We started tomato, cucumber, zucchini squash, yellow squash, and red bell pepper seeds this week. We wanted a mix of fairly easy-to-grow plants (squash) as well as something a little challenging (cucumbers.)
Here is a list of supplies we’re using:
My favorite sources for gardening knowledge include OrganicGardening.com (which has all the seed starting tips you could ever need, and more,) friends (Caleb grows vegetables and has been a great resource when I have confusing gardening questions,) and family (my husband’s grandmother and great-aunt, lovingly dubbed Nanna and Armon, or “the twins,” have been growing vegetables for years.) Based on information from these sources, we used this process:
1. Make a plan for starting seeds, and document the needs of each plant for transplant and future care planning. I made a document to outline the needs of each vegetable variety we’re planting. This was necessary for us since this is our first attempt at vegetable gardening, and I want to minimize the risk of overlooking specifics of plant care. People who know me may know that I can kill just about any plant out there, and I’d really like to amend my plant murdering ways this go-round. We keep this document on the refrigerator where it can be easily referenced and not easily forgotten.

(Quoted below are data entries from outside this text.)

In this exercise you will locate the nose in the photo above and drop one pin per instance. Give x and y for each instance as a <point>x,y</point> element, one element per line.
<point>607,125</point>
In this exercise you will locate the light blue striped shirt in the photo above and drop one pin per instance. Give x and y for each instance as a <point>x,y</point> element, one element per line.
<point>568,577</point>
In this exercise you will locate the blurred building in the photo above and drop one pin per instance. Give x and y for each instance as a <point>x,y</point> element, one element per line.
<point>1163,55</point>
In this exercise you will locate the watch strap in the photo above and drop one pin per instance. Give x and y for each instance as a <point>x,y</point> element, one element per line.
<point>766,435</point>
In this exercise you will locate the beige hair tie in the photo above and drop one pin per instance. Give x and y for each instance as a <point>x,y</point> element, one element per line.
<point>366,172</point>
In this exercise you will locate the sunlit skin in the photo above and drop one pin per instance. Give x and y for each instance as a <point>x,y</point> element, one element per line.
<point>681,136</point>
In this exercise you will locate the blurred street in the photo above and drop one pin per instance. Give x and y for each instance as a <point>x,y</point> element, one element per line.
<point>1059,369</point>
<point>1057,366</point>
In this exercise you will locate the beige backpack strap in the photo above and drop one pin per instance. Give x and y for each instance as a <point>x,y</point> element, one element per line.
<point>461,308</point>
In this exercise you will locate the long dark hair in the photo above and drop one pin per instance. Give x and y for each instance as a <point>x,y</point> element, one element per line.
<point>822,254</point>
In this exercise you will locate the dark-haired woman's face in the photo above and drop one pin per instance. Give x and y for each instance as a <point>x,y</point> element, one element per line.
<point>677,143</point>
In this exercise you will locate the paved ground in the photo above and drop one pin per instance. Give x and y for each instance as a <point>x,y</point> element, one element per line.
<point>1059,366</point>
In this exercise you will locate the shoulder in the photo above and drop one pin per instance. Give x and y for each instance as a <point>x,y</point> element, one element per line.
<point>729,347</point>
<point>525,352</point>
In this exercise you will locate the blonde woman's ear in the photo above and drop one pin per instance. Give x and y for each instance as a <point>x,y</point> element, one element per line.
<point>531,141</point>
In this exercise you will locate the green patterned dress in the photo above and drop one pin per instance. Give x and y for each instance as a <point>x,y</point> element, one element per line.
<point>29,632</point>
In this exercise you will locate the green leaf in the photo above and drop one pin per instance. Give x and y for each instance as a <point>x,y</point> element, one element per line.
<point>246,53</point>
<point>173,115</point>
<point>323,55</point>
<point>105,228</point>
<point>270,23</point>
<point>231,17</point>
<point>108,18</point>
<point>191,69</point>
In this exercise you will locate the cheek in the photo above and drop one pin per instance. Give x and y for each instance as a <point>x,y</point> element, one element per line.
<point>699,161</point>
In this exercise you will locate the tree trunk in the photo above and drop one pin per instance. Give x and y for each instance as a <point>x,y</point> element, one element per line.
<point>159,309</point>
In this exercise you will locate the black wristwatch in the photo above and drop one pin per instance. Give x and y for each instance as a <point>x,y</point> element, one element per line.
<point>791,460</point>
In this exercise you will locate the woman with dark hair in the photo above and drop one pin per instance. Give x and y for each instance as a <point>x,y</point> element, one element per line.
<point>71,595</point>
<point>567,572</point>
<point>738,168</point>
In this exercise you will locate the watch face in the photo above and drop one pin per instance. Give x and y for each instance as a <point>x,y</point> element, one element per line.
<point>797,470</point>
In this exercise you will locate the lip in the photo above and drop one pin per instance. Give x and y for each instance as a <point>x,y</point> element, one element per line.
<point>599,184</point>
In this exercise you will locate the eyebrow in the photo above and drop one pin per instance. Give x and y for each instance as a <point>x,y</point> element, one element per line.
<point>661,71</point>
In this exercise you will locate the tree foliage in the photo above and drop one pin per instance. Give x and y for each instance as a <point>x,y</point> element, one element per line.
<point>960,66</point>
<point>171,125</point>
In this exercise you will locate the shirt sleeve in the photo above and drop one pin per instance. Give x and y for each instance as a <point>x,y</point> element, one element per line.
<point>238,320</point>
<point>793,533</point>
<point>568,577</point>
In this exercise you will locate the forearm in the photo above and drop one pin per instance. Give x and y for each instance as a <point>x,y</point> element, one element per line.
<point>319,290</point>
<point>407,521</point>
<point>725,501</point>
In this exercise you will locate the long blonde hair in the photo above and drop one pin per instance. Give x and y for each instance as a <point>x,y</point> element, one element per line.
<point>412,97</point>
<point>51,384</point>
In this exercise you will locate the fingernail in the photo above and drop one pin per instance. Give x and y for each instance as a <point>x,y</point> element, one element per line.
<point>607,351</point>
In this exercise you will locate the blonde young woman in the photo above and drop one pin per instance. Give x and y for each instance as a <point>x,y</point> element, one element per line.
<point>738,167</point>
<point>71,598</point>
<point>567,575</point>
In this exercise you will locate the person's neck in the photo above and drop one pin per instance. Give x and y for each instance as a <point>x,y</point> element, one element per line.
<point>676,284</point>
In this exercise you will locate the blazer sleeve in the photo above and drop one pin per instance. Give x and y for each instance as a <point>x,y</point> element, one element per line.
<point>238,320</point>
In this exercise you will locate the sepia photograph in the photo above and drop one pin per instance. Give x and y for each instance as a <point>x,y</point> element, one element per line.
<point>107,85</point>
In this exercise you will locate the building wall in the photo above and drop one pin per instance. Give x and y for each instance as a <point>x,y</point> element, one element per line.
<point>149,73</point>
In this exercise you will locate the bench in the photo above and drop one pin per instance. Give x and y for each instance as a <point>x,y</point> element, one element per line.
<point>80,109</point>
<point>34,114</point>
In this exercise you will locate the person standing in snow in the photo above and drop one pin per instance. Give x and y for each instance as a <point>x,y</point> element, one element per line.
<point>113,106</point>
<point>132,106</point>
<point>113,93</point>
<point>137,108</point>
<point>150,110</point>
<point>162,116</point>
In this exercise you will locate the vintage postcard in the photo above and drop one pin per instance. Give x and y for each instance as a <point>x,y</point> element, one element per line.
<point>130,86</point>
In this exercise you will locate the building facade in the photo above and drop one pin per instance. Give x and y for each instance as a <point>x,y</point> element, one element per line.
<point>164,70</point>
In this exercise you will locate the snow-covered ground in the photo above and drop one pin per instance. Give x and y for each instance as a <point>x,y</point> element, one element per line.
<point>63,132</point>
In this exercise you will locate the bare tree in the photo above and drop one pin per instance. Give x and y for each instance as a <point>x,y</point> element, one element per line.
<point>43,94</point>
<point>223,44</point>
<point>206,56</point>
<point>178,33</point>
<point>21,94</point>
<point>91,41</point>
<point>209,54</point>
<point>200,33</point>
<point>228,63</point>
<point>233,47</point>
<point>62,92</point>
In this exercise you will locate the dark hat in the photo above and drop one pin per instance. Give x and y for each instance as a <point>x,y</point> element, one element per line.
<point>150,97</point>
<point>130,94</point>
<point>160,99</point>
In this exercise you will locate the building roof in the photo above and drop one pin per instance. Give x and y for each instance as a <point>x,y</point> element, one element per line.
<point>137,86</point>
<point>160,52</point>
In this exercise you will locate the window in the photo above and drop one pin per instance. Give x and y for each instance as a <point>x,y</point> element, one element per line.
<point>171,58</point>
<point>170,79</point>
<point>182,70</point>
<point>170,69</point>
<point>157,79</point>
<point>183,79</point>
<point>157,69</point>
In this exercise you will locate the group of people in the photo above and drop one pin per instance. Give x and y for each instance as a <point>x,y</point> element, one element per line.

2. Starting the seeds: fill each peat pot in the starting tray with organic potting mix according to seed packet directions. I estimated the depth of seed placement (anywhere from 1/4″ under soil for tomato seeds to 1″ for cucumbers.) Then gently pat down the soil, and get ready for the fun part…
3. Place the seeds in the partially soil-filled pots. I put one seed in each pot for larger seed varieties (like squash) and 2-4 smaller variety seeds (like tomatoes and bell peppers.)
4. Cover the seeds with more soil and pat gently.
5. Mark each set of pots with the name of the vegetable and date of planting, and give ’em some love. Like a typical Asheville hippie, you can bet I spoke some words of encouragement to these little guys as they began their tumultuous journey into planthood.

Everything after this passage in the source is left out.